Life on the farm was far different than life in the city. I don’t remember too much about my life in Minneapolis, Minnesota. The main thing I remember is that I went to kindergarten there, and there were paved streets and sidewalks. I don’t recall moving to the farm near Montevideo, but I remember first grade. The little schoolhouse was white and there were two outhouses in the back on each side, one for the girls and one for the boys.

The inside of the schoolhouse was all open—one big room. And it had a large wood burning stove or furnace near the front. That’s funny, I don’t remember ever having to get wood for the furnace. I guess the teacher did that before all the kids arrived in the morning, and maybe she added wood during recess and lunch breaks. Who knows? But I know she never called on me to help. Maybe because I was only a kid—in the first grade.

I vividly remember what the inside of the school looked like. There were about four or five rows of student desks. I’m not sure how many grades of kids there were, just that there were three in my grade: Rollie, Cheryl, and me. Cheryl sat in the middle of our row and Rollie and me were in the front and back. I know that because I remember how me and Rollie would always be poking Cheryl and pulling her hair. I would pull her hair from the back, and then when she turned around to hit me, Rollie would get her from the front. But it was all in fun!

You know, I don’t remember ever getting in trouble, at least not in the first grade. I really liked the teacher. I think everyone did. I wish I cold remember her name. I do have a very old picture of her. She looks to be about 25.

I learned a lot in the first grade: how to read, write and do arithmetic. And then after the first grade I have no memories of school until 7th or 8th grade. It’s all a blank. I’m not sure why. Maybe it was because as a family we moved a lot. From age 6 to age 13, I would say we moved about six times to different houses and schools. So, I had so many different teachers and class mates. I really can’t tell you what happened to me, but my guess is that all the mental confusion of moving, along with family troubles, caused me to just shut down.
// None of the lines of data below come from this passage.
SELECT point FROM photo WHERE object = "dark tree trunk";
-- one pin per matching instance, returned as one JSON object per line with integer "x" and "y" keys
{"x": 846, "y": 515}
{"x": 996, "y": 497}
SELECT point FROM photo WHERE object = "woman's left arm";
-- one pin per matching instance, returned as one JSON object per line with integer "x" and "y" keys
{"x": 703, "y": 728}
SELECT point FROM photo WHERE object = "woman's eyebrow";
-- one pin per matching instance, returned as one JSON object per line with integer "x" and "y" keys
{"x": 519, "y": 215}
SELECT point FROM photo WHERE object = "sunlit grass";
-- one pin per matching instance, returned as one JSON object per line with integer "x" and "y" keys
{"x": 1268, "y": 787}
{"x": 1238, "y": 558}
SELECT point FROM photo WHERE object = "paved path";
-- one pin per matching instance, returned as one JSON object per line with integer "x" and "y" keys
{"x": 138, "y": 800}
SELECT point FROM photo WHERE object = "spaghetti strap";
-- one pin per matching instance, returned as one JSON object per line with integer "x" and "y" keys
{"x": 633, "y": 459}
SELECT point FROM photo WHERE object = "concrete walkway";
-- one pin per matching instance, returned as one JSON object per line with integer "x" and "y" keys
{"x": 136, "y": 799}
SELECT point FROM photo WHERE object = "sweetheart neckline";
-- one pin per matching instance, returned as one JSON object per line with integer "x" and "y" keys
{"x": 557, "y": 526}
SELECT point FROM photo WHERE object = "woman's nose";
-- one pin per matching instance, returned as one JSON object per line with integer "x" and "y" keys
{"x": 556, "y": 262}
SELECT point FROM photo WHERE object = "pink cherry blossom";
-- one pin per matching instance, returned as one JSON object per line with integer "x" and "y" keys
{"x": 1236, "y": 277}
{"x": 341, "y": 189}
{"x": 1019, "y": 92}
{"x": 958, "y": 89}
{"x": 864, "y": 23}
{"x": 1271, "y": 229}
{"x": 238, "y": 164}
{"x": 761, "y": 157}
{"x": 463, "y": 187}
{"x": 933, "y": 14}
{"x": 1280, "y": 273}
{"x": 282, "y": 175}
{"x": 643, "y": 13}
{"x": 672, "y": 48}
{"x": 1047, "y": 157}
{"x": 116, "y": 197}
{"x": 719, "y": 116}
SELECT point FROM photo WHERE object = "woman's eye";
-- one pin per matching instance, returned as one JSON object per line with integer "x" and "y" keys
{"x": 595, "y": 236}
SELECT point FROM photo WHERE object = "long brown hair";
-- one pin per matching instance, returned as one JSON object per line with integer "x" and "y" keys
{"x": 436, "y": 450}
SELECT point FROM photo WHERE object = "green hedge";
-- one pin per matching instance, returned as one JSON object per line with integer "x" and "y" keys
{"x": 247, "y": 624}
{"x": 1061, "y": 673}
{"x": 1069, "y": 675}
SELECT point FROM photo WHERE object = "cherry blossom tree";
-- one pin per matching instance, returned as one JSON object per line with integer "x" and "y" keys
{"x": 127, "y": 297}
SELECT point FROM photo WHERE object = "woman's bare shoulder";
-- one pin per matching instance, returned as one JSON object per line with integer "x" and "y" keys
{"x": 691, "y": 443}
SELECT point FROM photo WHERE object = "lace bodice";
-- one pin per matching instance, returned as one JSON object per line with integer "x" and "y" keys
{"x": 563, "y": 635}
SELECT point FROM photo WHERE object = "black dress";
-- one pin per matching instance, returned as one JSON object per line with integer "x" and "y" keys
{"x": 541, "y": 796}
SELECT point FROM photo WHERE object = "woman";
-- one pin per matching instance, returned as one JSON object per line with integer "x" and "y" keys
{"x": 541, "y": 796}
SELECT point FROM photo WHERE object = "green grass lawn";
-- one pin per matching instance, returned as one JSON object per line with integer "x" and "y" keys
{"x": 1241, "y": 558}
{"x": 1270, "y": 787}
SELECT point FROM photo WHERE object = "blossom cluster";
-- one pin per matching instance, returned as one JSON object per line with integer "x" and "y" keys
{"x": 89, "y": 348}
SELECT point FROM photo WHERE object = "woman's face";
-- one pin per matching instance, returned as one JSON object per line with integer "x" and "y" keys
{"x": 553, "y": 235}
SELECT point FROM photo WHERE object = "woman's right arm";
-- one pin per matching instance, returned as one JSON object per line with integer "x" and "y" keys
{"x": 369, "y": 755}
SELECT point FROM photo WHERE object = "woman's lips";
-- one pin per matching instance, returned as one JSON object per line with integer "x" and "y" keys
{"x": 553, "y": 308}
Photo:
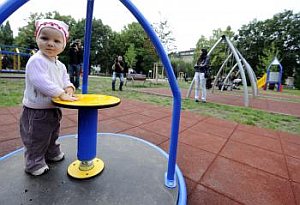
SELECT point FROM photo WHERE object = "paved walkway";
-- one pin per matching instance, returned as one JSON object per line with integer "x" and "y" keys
{"x": 266, "y": 101}
{"x": 223, "y": 162}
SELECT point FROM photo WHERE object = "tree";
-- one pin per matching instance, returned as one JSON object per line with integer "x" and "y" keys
{"x": 165, "y": 34}
{"x": 256, "y": 39}
{"x": 130, "y": 56}
{"x": 145, "y": 53}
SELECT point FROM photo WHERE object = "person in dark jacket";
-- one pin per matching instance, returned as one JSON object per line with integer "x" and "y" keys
{"x": 118, "y": 71}
{"x": 201, "y": 69}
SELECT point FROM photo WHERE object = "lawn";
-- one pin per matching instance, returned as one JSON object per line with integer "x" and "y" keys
{"x": 11, "y": 91}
I do have one school memory—a very unpleasant one. I can’t tell you what school or grade it was, but I was sitting, looking out the window, and the teacher came over and grabbed me by my ear and almost pulled it off.  She didn’t like that I was day dreaming instead of paying attention to her teaching. So, I have a feeling that that was what my school life was like all the time: sitting in class, but wishing I was somewhere else, anywhere but school.

Oh, one more thing I remember about first grade. Walking there. I don’t remember ever getting a ride to school. The three of us kids always had to walk. My sister Diane was two years older than me, and my brother Mark was one year younger. Anyway, it was a long way to walk for us kids, more than a mile I’m sure. It was a gravel road all the way, and rarely would we see cars on the road. So we usually just walked down the middle of the road. I don’t know why I did it, but I can remember picking up rocks from the road and throwing them toward, and even at, my sister. I guess at that age I didn’t have much of a sense that little rocks could actually hurt someone. I know I wasn’t especially close to my sister, but still, throwing rocks at her was a terrible thing to do, and I regret it.